Commentary on Matthew 13:47-53

We come to the seventh and last of the parables in this discourse. Of course, we need to remind ourselves that Jesus did not speak them one after the other as they are presented here. They are the work of the author’s editing, putting matters with a common theme into one place.

Today’s Kingdom parable points to the end of time. There will come a time for the end of the Kingdom on earth and then those who belong and those who do not will be clearly distinguished and separated from each other. That is something which cannot and should not be done now as the parable of the weeds indicated.

When will that end be? That, of course, we do not know – fortunately! But one thing we do know is that our own end will come in a relatively short time, even if we live to be 100. And when that happens, it will be clear to God, if not to others, whether we are leaving this world in the Kingdom or outside it, that is, whether we are with God or against him.

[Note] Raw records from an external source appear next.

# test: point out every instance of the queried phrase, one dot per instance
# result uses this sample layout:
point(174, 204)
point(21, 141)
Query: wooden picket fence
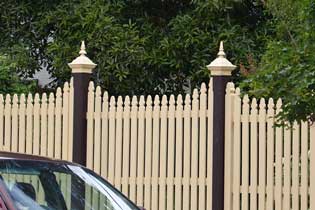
point(158, 153)
point(266, 167)
point(39, 125)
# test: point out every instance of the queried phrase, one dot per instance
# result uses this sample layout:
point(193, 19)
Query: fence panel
point(36, 126)
point(272, 164)
point(160, 155)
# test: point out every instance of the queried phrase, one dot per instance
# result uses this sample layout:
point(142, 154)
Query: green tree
point(141, 47)
point(287, 69)
point(10, 81)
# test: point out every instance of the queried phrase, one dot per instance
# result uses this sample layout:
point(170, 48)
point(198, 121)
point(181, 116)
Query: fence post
point(82, 68)
point(221, 70)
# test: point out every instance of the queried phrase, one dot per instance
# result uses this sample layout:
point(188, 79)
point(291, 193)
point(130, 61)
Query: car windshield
point(40, 185)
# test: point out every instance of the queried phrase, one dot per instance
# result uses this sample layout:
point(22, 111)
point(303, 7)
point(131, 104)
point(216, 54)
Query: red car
point(35, 183)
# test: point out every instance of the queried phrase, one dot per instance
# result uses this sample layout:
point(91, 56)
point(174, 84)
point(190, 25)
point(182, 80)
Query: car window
point(40, 185)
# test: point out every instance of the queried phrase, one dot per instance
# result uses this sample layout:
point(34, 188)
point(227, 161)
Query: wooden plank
point(111, 140)
point(171, 154)
point(295, 166)
point(163, 153)
point(90, 127)
point(140, 157)
point(148, 153)
point(21, 124)
point(104, 156)
point(36, 143)
point(312, 167)
point(237, 148)
point(1, 122)
point(262, 155)
point(287, 169)
point(304, 165)
point(133, 148)
point(187, 145)
point(29, 124)
point(65, 122)
point(155, 153)
point(97, 130)
point(7, 123)
point(210, 145)
point(179, 153)
point(118, 154)
point(51, 125)
point(270, 155)
point(126, 146)
point(194, 150)
point(58, 121)
point(279, 155)
point(15, 126)
point(202, 147)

How can we make sure we are in the right place? By making sure that I get confession and the ‘last sacraments’ before I die? Don’t bet on it! The best guarantee is to enrol in the Kingdom today and every day, to live, with Christ’s help, in the way he has shown us. If we do that on a day to day basis the future will take care of itself and there is no need to worry.

The whole discourse is then brought to an end by Jesus asking his disciples if they understand what he has been saying and they say they do.

Then Jesus gives a description of the truly learned disciple. He is a “scribe”, an interpreter of God’s Word, who can bring from his storeroom “both the new and the old”, someone who has both the wealth of the Old Testament as well as the vision of the New. “This picture of a ‘scribe who has become a disciple’,” comments the Jerusalem Bible, “sums up the whole ideal of the evangelist and may well be a self-portrait.” The author of this gospel is clearly a Jew who has become a Christian.

As Jesus said earlier, he had not come to destroy the traditions of the ‘old’ Hebrew covenant but to fulfil it with a new covenant. He would equally reject those who abandoned the Hebrew tradition as well as those who rejected the new insights which he brought. This is a process which goes on today in the Christian faith. There is a continuing and creative tension between what has been handed down in the past and the new understandings which arise with changing circumstances. We all have to be both conservative and progressive at the same time!